People who work for a covered employer are eligible for leave if they have been employed by the organization for at least a total of 12 months within the last 7 years, putting in at least 1,250 hours in the last 12 months.

In a situation where both parents are employed by the company, the employer may opt to have a policy requiring that the mother and father split the 12 weeks, taking a total of 12 weeks off between the two of them rather than allowing a full 12 weeks for both employees.

Compensation

FMLA does not require employers to pay employees while they are on maternity leave. However, employers often require a worker to use sick leave or vacation time concurrently with leave, a practice that can result in employee compensation during some of the leave period. Some disability insurance policies provide coverage for leave following childbirth for new mothers.

Requesting Leave

You must notify your employer at least 30 days in advance if you need FMLA leave. If that's not practical (for example, if your baby is premature), you must tell your employer as soon as possible. Visit the Compliance Assistance portion of the FMLA web site or contact the Department of Labor to make sure you're following the rules.

Intent to Return to Work

FMLA is job protection coverage for those who intend to return to work after becoming new parents. Individuals who give employers unequivocal notice that they do not intend to come back to work are not protected by this law.

If FMLA Leave Is Denied

If you qualify for maternity leave and your employer refuses to grant it, you can file a complaint. For FMLA violations, you have two years from the date of the violation to file the complaint. If you can prove your employer's action was willful, you have three years to file.

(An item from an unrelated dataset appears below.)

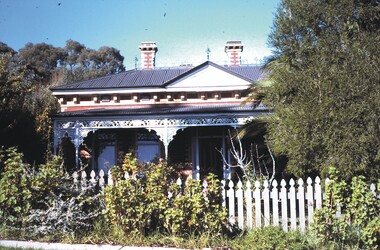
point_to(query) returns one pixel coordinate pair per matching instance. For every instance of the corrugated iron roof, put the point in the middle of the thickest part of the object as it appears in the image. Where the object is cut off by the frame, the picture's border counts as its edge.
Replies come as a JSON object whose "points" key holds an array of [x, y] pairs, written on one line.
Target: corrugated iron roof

Complaints may be filed with the U. S. Department of Labor. If your complaint is valid, the Department of Labor will usually negotiate with your employer to obtain leave for you.

State-Specific Laws About Maternity

FMLA applies in all states. Some states have passed additional maternity leave legislation that goes beyond the federal requirements. Depending on the state, these laws may extend to employers too small to be covered under FMLA, or may provide for compensation or additional time off.

The legal environment changes frequently, so check with the Department of Labor in your state to verify exactly what laws may apply in your situation. Examples of states that have maternity leave laws or state-specific medical leave laws that include time off for childbirth include:

Discuss Options with Your Employer

While it's important to educate yourself about the Family Medical Leave Act and any state laws that may apply in your situation, it's also critical to discuss your options with your employer early in your pregnancy. As soon as you find out you are pregnant, find out what legal requirements apply to your situation and review your company's policies, then speak with your company's human resources representative. Even if there isn't a law that mandates maternity leave in your situation, your employer may be willing to work with you.